10年お世話になってきた街の小さな染色材料店が今月で閉まります。
おばあちゃんが一人で、経営しているお店でした。
私は、藍染めの工房を職人になれずにやめました。3年務められなかったのです。
3年務めれば職人というのは、よく言われますが、そうではなく、社会人としていろいろなことを覚えられて
その会社に勤めたと言える物差だと思いますが、そこが出来なかったわけです。
理由は2,3ありますが、今となればただ若かったせいだと思うけど、とにかく辞めたくてやめたのですが、
ふらふらと街をさまよっているうちに見つけたのです。
そこは、つぶれた美容院のようなさびれた雰囲気に暖簾で「染色材料」と書かれていました。
(現在のお店は、そこからさらに引っ越した場所)
ずっと気になっていましたが、正直妖しい雰囲気だったし行けなかった。
そうこうしているうちに、知り合いの雑貨屋さんに「染めたTシャツをうちに置かない?」と言われ、
考えた末、やってみることにした。いづれふらふらしているよりマシだと思ったし、染め物は続けたかったから。
勇気を振り絞って訪ねたその怪しいお店には、ちいさなおばあちゃんが一人座っていた。
それが出会いです。
いつも行くと、まずお掛けくださいと言われる。お茶を入れてくれている間に、世間話をする。
ついつい自分の悩みなども話してしまったり、不思議に落ち着かせてくれる。
染め物の道具も知識も無く、ただ工房で2年働いただけの自分に道具をくれて、知識を与えてくれた。

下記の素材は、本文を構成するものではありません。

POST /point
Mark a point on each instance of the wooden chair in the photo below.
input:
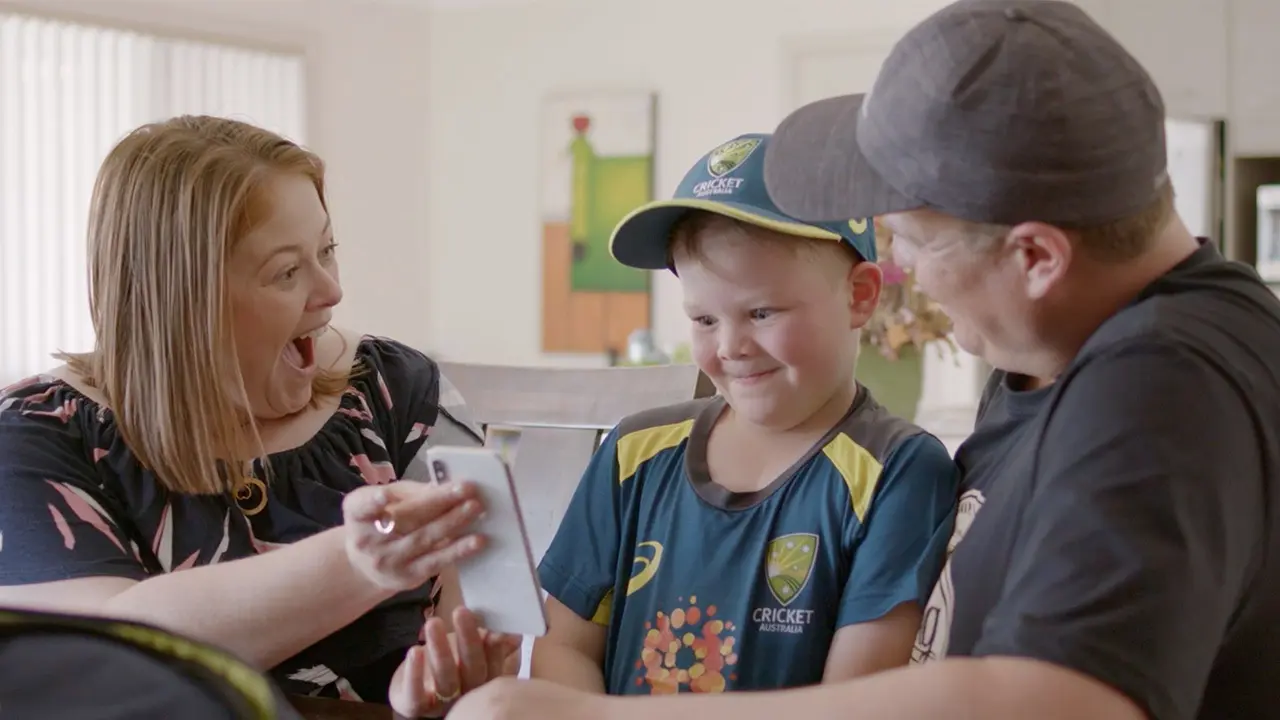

一人で染め物をやり始めて、10年、失敗ばかりしてきた。
そのたびにおばあちゃんには助言や自信を与えてもらってきた。
地震があって、もう染め物はやめようかと思った時も「お続けなさい。今はやらなくても良いから、続けなさい」と言ってくれた。
4月からワークショップをやったり、人前で染め物をしたりし始めたところでしたので、まだまだ
おばあちゃんのところから材料を買わなくちゃと思っていたんですが、
数えで90歳ですものねおばあちゃん。
本当に聡明でシャキッとしていて粋な人です。
函館生まれで戦中戦後の話や、盛岡に来てこの染色材料店の元となる会社に勤めだした頃の
話や、岩手県にたくさんあった染物屋さんの話や、生きている、もう少なくなってしまった学生時代の
仲良しの友達との旅行の話。まだ聞き足りないけど、辞めてしまうんですね。
本当にお疲れ様でしたと、昨日言ったけど、まだ足りないというか、私のような者が言えるのだろうかと
思うほど、尊敬している。これからも私は頑張る。
意志をついで行かなくてはならないので、これからも良き先生としておばあちゃんの元へ通いたい。
いただいたものは預かっているものなので、なんとか使いこなさなくては。
腕も道具もすべて。
表に出なくては。
きわめてはやくいきたかったが、ちゅうとはんぱだからここまでこられた。
おばあちゃんの材料店がなくてはここまでこられなかった。